What You Do Matters

Thomas Edsall analyzes the polling data in his latest New York Times column and is in a state of shock:

The rise of inflation, supply chain shortages, a surge in illegal border crossings, the persistence of Covid, mayhem in Afghanistan and the uproar over “critical race theory” — all of these developments, individually and collectively, have taken their toll on President Biden and Democratic candidates, so much so that Democrats are now the underdogs going into 2022 and possibly 2024.

Gary Langer, director of polling at ABC News, put it this way in an essay published on the network’s website:

As things stand, if the midterm elections were today, 51 percent of registered voters say they’d support the Republican candidate in their congressional district, 41 percent say the Democrat. That’s the biggest lead for Republicans in the 110 ABC/Post polls that have asked this question since November 1981.

These and other trends have provoked a deepening pessimism about Democratic prospects in 2022 and anxiety about the 2024 presidential election.

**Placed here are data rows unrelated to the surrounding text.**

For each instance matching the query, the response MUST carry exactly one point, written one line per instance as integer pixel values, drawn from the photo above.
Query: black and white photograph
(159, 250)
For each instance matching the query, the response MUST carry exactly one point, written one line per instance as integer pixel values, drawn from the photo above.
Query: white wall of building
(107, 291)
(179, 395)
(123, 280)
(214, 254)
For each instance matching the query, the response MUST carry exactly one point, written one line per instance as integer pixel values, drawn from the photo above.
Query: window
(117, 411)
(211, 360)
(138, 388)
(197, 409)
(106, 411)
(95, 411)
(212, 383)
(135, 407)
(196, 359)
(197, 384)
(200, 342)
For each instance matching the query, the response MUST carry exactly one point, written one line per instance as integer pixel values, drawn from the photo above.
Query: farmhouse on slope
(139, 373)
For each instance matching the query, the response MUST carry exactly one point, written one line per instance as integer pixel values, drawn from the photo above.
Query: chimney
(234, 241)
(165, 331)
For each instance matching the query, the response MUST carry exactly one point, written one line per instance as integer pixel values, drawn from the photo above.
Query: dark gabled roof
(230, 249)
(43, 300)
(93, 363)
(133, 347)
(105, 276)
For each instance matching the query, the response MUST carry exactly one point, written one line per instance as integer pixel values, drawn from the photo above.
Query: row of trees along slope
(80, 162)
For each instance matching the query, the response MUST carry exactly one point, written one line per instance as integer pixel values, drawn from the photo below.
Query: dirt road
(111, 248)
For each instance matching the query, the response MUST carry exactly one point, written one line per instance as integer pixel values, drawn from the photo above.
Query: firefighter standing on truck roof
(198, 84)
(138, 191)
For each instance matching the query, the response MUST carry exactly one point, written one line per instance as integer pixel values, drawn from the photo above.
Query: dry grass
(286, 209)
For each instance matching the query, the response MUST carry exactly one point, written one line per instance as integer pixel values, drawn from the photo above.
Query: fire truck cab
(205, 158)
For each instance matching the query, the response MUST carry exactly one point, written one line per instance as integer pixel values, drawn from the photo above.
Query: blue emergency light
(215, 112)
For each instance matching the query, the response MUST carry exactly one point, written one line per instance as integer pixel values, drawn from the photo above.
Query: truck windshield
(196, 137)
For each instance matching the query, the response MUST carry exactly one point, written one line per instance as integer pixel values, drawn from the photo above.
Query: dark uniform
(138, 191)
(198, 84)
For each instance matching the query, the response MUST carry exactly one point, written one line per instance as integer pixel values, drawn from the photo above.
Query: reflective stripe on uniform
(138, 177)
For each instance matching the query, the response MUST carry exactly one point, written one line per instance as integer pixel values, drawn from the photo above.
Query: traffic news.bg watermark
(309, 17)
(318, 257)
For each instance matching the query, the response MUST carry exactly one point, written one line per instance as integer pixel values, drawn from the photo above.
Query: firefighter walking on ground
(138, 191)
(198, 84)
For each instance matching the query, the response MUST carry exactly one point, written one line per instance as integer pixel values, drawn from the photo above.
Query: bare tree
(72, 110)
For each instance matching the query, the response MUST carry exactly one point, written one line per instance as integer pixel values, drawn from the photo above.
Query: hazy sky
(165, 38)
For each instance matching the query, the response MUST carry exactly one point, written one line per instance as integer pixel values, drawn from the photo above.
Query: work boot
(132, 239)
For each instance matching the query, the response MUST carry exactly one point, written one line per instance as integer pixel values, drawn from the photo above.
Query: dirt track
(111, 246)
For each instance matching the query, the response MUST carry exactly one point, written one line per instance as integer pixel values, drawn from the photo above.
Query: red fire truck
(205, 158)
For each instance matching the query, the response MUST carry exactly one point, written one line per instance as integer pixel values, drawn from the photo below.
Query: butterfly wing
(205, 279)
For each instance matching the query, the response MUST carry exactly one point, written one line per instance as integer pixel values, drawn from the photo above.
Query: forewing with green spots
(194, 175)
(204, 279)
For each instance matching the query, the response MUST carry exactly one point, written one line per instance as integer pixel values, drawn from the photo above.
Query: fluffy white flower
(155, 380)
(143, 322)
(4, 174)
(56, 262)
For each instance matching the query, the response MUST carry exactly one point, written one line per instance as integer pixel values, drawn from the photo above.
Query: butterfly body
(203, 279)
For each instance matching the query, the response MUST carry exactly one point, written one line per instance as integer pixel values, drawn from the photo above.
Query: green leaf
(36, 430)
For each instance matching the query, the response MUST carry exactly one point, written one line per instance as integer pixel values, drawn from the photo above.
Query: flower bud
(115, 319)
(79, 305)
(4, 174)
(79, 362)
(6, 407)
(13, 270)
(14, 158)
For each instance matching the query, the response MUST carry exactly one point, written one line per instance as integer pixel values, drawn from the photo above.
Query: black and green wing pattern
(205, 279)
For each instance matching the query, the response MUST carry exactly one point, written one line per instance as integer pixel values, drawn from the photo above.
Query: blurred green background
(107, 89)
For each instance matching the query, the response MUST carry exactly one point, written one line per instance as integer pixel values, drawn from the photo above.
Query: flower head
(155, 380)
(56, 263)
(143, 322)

What it reminds me of is the old political advice that, whatever else you may do, pick up the garbage and fill the potholes.

Joe Biden rather clearly set out to be the 21st century FDR; he should take care that he does not become the 21st century Hoover. In 1928 Herbert Hoover won 40 of the 48 states—an electoral college landslide. The only states he didn’t carry were Massachusetts, Rhode Island, and the states of the Deep South. Republicans had overwhelming majorities in the House and Senate. As had been the case since the Civil War, most black voters voted Republican.

By 1932 things had changed. Hoover only carried six states, the Democrats had overwhelming majorities in the House and the Senate, black voters began voting Democratic and by 1936 71% of black votes went to the Democratic ticket—a situation that has persisted to this day.

The big difference between now and 90 years ago is the enormous increase in independent voters, voters who are comfortable with neither the Republican nor Democratic parties. The progressive belief is that their policies are overwhelmingly popular and they’d win in landslides if a) Republicans weren’t disenfranchising voters and b) the corporate media would provide better coverage for them. My own view is that their policies are popular in theory but in practice they just don’t work—they’re not picking up the garbage and filling the potholes and this is quite obvious in the cities that have had very progressive governments over the last few years.

What you do matters. People can see that. The benignity of your intentions—not so much.

1 comment… add one
  • Jan Link

    A well thought out post. Yes, actions do serve the people’s needs more than intentions – especially unfulfilled intentions. I also believe the tone exuding from governmental actions can sway public sentiment, one way or the other.

    What I’m mean by “tone” is whether government acts in a synergistic or dogmatic manner with the wishes of the people. The Biden Administration, IMO, is choosing the latter way, ramming policies through with low appeal, while erasing those meeting with public approval. For example, the stealth indoctrination of children with CRT education, the erratic masking demands and authoritarian vaccine mandates are grinding away at people’s trust in this administration. Such misgivings are then coupled with the clumsy withdrawal from Afghanistan that was done with little to no forethought, and fraught with contradictions, lies and mistakes, and Biden’s deconstruction of policies that kept illegal immigration to a manageable flow. Ironically, it was Trump’s personal tone in tweets and remarks that angered people. For Biden, though, it’s the tone of his governance and policies that are turning people off, and invigorating their chants of “let’s go Brandon.”